Critique #099- Winter People de Jennifer McMahon

 TITRE PAGE
« Chéri(e), fait moi peur ! », pourrait être la phrase d’accroche à Winter People. Son récit oscillant entre surnaturel et conte d’autrefois possède la capacité à attraper le lecteur pour ne pas le relâcher avant la dernière page. Disparition inquiétante, légendes urbaines, et narration chorale, Jennifer McMahon arrive à offrir une histoire que l’on devrait raconter pour filer la chair de poule à ses amis ou à soi-même, si nous en avons le courage. Oserez-vous ?

 

Acheter Winter People sur le site de Le Livre de Poche ou sur Amazon.
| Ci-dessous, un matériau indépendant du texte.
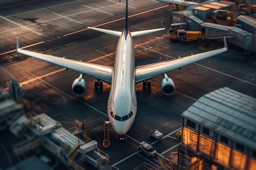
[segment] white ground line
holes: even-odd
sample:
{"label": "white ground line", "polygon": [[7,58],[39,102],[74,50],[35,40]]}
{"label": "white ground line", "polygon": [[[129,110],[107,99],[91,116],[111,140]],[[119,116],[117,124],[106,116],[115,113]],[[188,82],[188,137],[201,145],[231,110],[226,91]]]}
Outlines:
{"label": "white ground line", "polygon": [[99,10],[99,9],[97,9],[97,8],[92,8],[91,7],[88,7],[88,6],[86,6],[86,5],[82,5],[82,6],[84,6],[84,7],[88,7],[88,8],[91,8],[91,9],[93,9],[95,10],[97,10],[97,11],[101,11],[101,12],[104,12],[104,13],[108,13],[108,14],[111,15],[114,15],[114,14],[112,14],[112,13],[108,13],[108,12],[105,12],[105,11],[101,11],[101,10]]}
{"label": "white ground line", "polygon": [[227,75],[227,76],[229,76],[229,77],[231,77],[234,78],[234,79],[238,79],[238,80],[239,80],[242,81],[242,82],[246,82],[246,83],[249,83],[249,84],[252,84],[252,85],[254,85],[254,86],[256,86],[256,84],[254,84],[253,83],[251,83],[251,82],[247,82],[247,81],[244,80],[243,80],[243,79],[239,79],[239,78],[237,78],[237,77],[235,77],[232,76],[232,75],[229,75],[228,74],[226,74],[226,73],[222,73],[222,72],[221,72],[220,71],[217,71],[217,70],[216,70],[213,69],[212,69],[212,68],[209,68],[209,67],[206,67],[206,66],[202,66],[202,65],[201,65],[198,64],[196,64],[196,63],[194,63],[194,64],[197,64],[197,65],[198,65],[198,66],[202,66],[202,67],[204,67],[204,68],[208,68],[208,69],[209,69],[209,70],[212,70],[213,71],[216,71],[216,72],[217,72],[217,73],[219,73],[222,74],[224,74],[224,75]]}
{"label": "white ground line", "polygon": [[[26,71],[26,72],[27,72],[28,73],[29,73],[30,75],[32,75],[34,77],[37,77],[36,75],[34,75],[34,74],[32,74],[32,73],[31,73],[29,72],[29,71],[27,71],[27,70],[25,70],[25,69],[24,69],[24,68],[22,68],[22,67],[21,67],[20,66],[18,66],[18,65],[17,65],[16,64],[15,64],[15,65],[16,65],[17,66],[18,66],[18,67],[20,67],[20,68],[21,68],[21,69],[22,69],[22,70],[23,70],[24,71]],[[79,100],[79,99],[76,99],[76,98],[75,98],[73,97],[72,97],[72,96],[70,96],[70,95],[68,95],[67,94],[67,93],[65,93],[63,92],[63,91],[61,91],[60,90],[59,90],[58,88],[56,88],[56,87],[54,87],[54,86],[52,86],[52,85],[51,85],[51,84],[49,84],[48,83],[47,83],[47,82],[45,82],[45,81],[43,80],[43,79],[40,79],[40,80],[42,81],[44,83],[46,83],[46,84],[47,84],[49,85],[49,86],[51,86],[51,87],[52,87],[53,88],[55,88],[55,89],[57,90],[58,91],[59,91],[59,92],[61,92],[61,93],[63,93],[63,94],[65,94],[65,95],[66,95],[67,96],[69,97],[70,97],[71,99],[74,99],[74,100],[78,100],[78,101],[79,101],[79,102],[82,102],[82,103],[83,103],[83,104],[85,104],[86,105],[88,106],[89,106],[89,107],[90,107],[91,108],[92,108],[92,109],[93,109],[95,110],[96,110],[96,111],[97,111],[97,112],[98,112],[99,113],[100,113],[102,114],[102,115],[104,115],[106,116],[108,116],[108,115],[106,115],[106,114],[105,114],[105,113],[103,113],[103,112],[102,112],[100,111],[100,110],[99,110],[97,109],[97,108],[94,108],[94,107],[92,107],[92,106],[90,106],[90,105],[89,105],[89,104],[87,104],[87,103],[86,103],[85,102],[83,102],[83,101],[82,101],[81,100]],[[55,117],[55,116],[57,116],[57,115],[60,115],[60,114],[59,114],[59,115],[54,115],[54,117]]]}
{"label": "white ground line", "polygon": [[[115,2],[115,1],[112,1],[112,0],[108,0],[108,1],[112,2],[115,2],[115,3],[116,3],[116,4],[120,4],[120,5],[126,5],[126,4],[123,4],[123,3],[122,3],[122,2],[118,2],[118,3],[117,3],[117,2]],[[131,7],[131,6],[129,6],[129,5],[128,5],[128,7],[130,7],[130,8],[134,8],[135,9],[136,9],[136,8],[135,8],[135,7]]]}
{"label": "white ground line", "polygon": [[166,153],[171,150],[172,149],[173,149],[173,148],[174,148],[178,146],[179,145],[180,145],[180,144],[181,144],[181,143],[180,143],[180,144],[178,144],[177,145],[176,145],[175,146],[174,146],[170,148],[170,149],[168,149],[168,150],[166,150],[164,152],[163,152],[161,153],[160,154],[162,155],[162,154],[164,154],[164,153]]}
{"label": "white ground line", "polygon": [[50,7],[47,7],[46,8],[40,8],[40,9],[36,9],[35,10],[29,11],[27,11],[27,12],[22,12],[22,13],[17,13],[16,14],[13,15],[12,15],[7,16],[6,16],[6,17],[11,17],[11,16],[15,16],[15,15],[20,15],[20,14],[23,14],[23,13],[29,13],[29,12],[34,12],[34,11],[37,11],[41,10],[42,9],[47,9],[48,8],[52,8],[53,7],[58,7],[58,6],[59,6],[65,5],[66,4],[70,4],[71,3],[73,3],[73,2],[76,2],[81,1],[81,0],[76,0],[76,1],[74,1],[70,2],[69,2],[65,3],[64,4],[59,4],[58,5],[54,5],[54,6],[50,6]]}
{"label": "white ground line", "polygon": [[60,16],[61,16],[61,17],[62,17],[65,18],[67,18],[67,19],[69,19],[69,20],[71,20],[72,21],[74,21],[74,22],[78,22],[78,23],[80,23],[80,24],[83,24],[83,23],[82,23],[82,22],[78,22],[78,21],[76,21],[75,20],[72,20],[72,19],[70,19],[70,18],[67,18],[67,17],[65,17],[65,16],[64,16],[62,15],[61,15],[58,14],[58,13],[54,13],[54,12],[52,12],[52,13],[54,13],[54,14],[55,14],[55,15],[57,15]]}
{"label": "white ground line", "polygon": [[2,17],[2,16],[0,16],[0,17],[1,17],[2,18],[4,19],[4,20],[7,20],[7,21],[8,21],[9,22],[11,22],[11,23],[13,23],[14,24],[16,24],[16,25],[18,25],[19,26],[20,26],[21,27],[24,28],[25,29],[29,30],[29,31],[31,31],[32,32],[34,32],[34,33],[37,33],[38,34],[39,34],[40,35],[42,35],[40,33],[38,33],[37,32],[35,31],[34,31],[31,30],[31,29],[29,29],[29,28],[27,28],[26,27],[26,26],[23,26],[20,25],[20,24],[17,24],[16,22],[14,22],[12,21],[11,21],[10,20],[8,20],[8,19],[6,18],[5,18],[4,17]]}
Jennifer McMahon est une auteure née en 1968 dans le Connecticut aux États-Unis. Avant de devenir écrivaine elle a travaillé dans divers métiers comme peintre en bâtiment, livreuse de pizza, travailleur agricole, éducatrice pour malades mentaux, ou encore responsable d’un refuge pour SDF. Son premier roman, Tu ne m’attraperas pas (Promise Not to Tell) a été publié en 2007 avant d’être publié en Italie, Allemagne, Royaume-Uni et en France aux éditions Belfond. En 2008 elle sort La ville des enfants perdus (Island of Lost Girls) qui est rapidement catalogué dans les best sellers du New York Times. Winter People ou Les visiteurs de l’autre rive sorti en 2015 aux éditions Robert Laffont, avant de connaître une réédition en poche en février dernier.
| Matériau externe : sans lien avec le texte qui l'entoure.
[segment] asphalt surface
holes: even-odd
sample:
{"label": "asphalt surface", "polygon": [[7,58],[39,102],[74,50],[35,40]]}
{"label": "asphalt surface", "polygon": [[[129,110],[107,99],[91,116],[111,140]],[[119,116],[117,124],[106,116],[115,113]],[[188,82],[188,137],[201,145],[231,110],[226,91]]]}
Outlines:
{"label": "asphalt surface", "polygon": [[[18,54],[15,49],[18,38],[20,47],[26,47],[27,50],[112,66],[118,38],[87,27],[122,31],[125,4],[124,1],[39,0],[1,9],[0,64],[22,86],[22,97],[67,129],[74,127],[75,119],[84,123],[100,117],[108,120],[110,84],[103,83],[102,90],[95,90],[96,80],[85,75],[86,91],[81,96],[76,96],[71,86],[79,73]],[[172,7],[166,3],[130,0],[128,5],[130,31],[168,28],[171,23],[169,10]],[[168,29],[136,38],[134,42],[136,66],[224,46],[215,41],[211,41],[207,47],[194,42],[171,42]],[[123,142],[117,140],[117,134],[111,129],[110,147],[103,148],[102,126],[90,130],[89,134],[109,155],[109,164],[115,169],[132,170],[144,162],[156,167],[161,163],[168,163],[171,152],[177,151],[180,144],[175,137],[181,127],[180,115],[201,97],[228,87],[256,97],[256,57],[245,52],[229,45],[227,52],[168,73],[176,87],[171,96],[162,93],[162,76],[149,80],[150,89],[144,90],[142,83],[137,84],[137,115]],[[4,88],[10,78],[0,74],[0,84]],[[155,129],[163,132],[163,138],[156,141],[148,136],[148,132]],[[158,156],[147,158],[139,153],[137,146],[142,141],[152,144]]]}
Winter People est un roman fantastique qui s’ouvre sur le Vermont de 1908 où l’hiver est à son paroxysme avec la mort de la petite Gertie, fille de Sara et Martin Harrison. Meurtrie par la mort de sa petite fille, Sara, qui avait une relation fusionnelle avec sa fille se laisser aller au désespoir, surtout que ce n’est pas le premier enfant qu’elle perd, soit en fausse couche soit dès leur naissance. Elle va alors se mettre à blâmer son compagnon, tout en se persuadant dans sa douleur que sa fille n’est pas morte.
De nos jours, Ruthie et sa sœur vivent dans la ferme de Sara avec leur mère, Alice. Un matin, cette dernière disparaît de la maison sans laisser le moindre mot, ce qui renvoie aux nombreuses et mystérieuses disparitions ayant eu lieu ces derniers temps dans les bois des environs. En voulant trouver des indices pour expliquer la disparition, Ruthie va tomber sur le journal que tenait Sara, et déterrer les mystères qui habitent dans les bois.
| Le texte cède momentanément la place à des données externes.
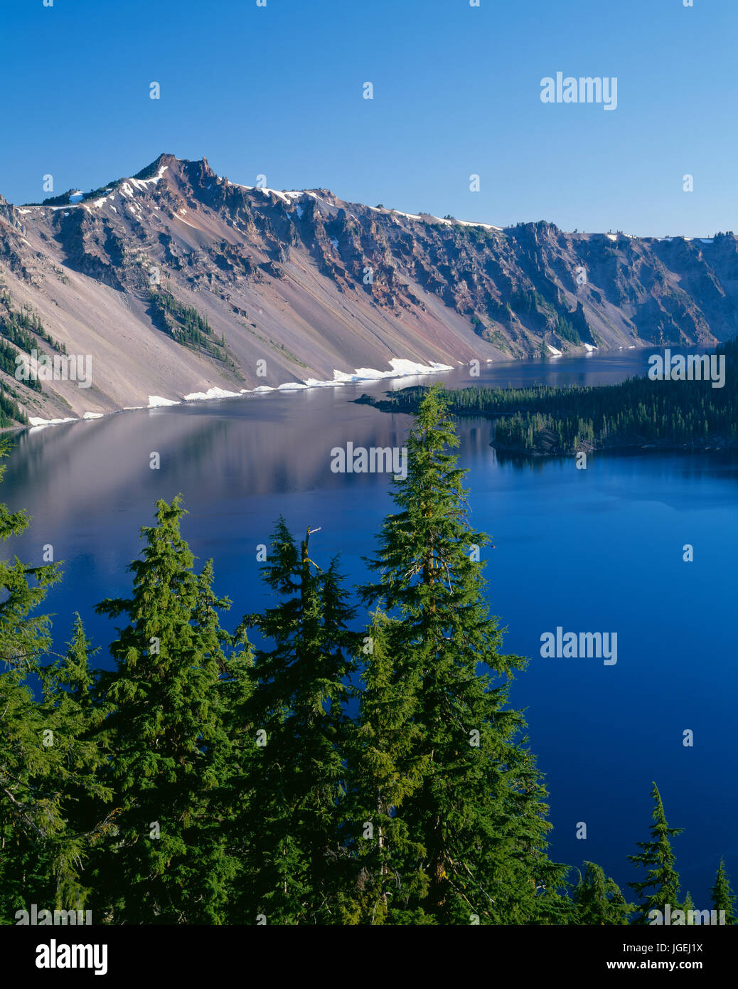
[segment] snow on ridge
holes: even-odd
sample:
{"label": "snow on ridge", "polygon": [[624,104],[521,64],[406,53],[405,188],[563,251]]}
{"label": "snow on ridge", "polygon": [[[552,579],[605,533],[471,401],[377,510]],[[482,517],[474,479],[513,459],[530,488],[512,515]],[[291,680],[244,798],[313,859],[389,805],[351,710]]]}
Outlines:
{"label": "snow on ridge", "polygon": [[179,402],[173,402],[172,399],[162,399],[160,395],[149,395],[146,408],[161,408],[163,405],[179,405]]}
{"label": "snow on ridge", "polygon": [[159,170],[156,175],[153,175],[150,179],[128,179],[128,182],[132,182],[136,189],[143,187],[146,188],[147,185],[154,185],[159,181],[159,179],[164,175],[164,172],[169,168],[169,165],[160,165]]}
{"label": "snow on ridge", "polygon": [[356,381],[377,381],[380,378],[405,378],[408,375],[419,374],[439,374],[441,371],[452,371],[453,368],[448,364],[439,364],[431,361],[430,365],[418,364],[416,361],[409,361],[403,357],[392,357],[388,362],[391,371],[377,371],[374,368],[357,368],[353,374],[345,371],[333,372],[334,382],[348,384]]}
{"label": "snow on ridge", "polygon": [[58,425],[61,425],[62,422],[76,422],[76,421],[77,420],[74,419],[74,418],[66,418],[66,419],[40,419],[38,415],[30,415],[29,416],[29,425],[30,426],[58,426]]}
{"label": "snow on ridge", "polygon": [[191,395],[185,396],[185,402],[205,402],[207,399],[237,399],[240,396],[240,392],[226,392],[223,388],[217,388],[213,386],[208,388],[206,392],[193,392]]}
Winter Poeple est un roman  chorale dont l’histoire se déroule à différentes époques, mais qui se pose sur la base de la perte de quelqu’un. Ayant pour thème principal celui du deuil  se mêlant à l’espoir, on ne peut qu’y être réceptif. Face à ce moment que beaucoup de gens connaissent au cours de l’existence, l’envie de revenir en arrière et de pouvoir profiter de quelques heures ou de plus avec l’être perdu est une pensée qui effleure l’esprit. Dès le début de la lecture, le lecteur va s’interroger concernant la disparition d’Alice, mais aussi aux secrets que cachent les arbres de cette forêt portant le nom de la Mains au Diable. Ici, le surnaturel est nourri par les multiples légendes qui tournent autour de ce lieu, mais aussi autour de Ruthie. Cette dernière en trouvant le journal de Sara va devoir creuser au plus profond de ses cauchemars pour trouver les réponses aux questions qu’elle se pose.

Ils pensent que quelque chose de maléfique rôde dans les bois qui bordent la ville. Il y a ces histoires de gens disparus, de lumières étranges, de pleurs entendus dans la forêt, de silhouette blanche qui erre au milieu des arbres. Un jour, quand j’étais petit, j’ai cru voir un visage qui m’épiait entre deux rochers, mais quand je me suis approché, il n’y avait plus rien.

De sa plume, Jennifer McMahon arrive à garder le lecteur en haleine sans tomber dans surenchère. C’est écrit de façon fluide et on passe un bon moment à frissonner tant l’ambiance angoissante est palpable. Les différents témoignages racontés par les protagonistes offrent leur lot de surprises et de secrets de famille. Le lecteur vit l’histoire comme s’il était lui-même présent durant les faits énoncés. De plus, les personnages sont attachants et intéressants à suivre.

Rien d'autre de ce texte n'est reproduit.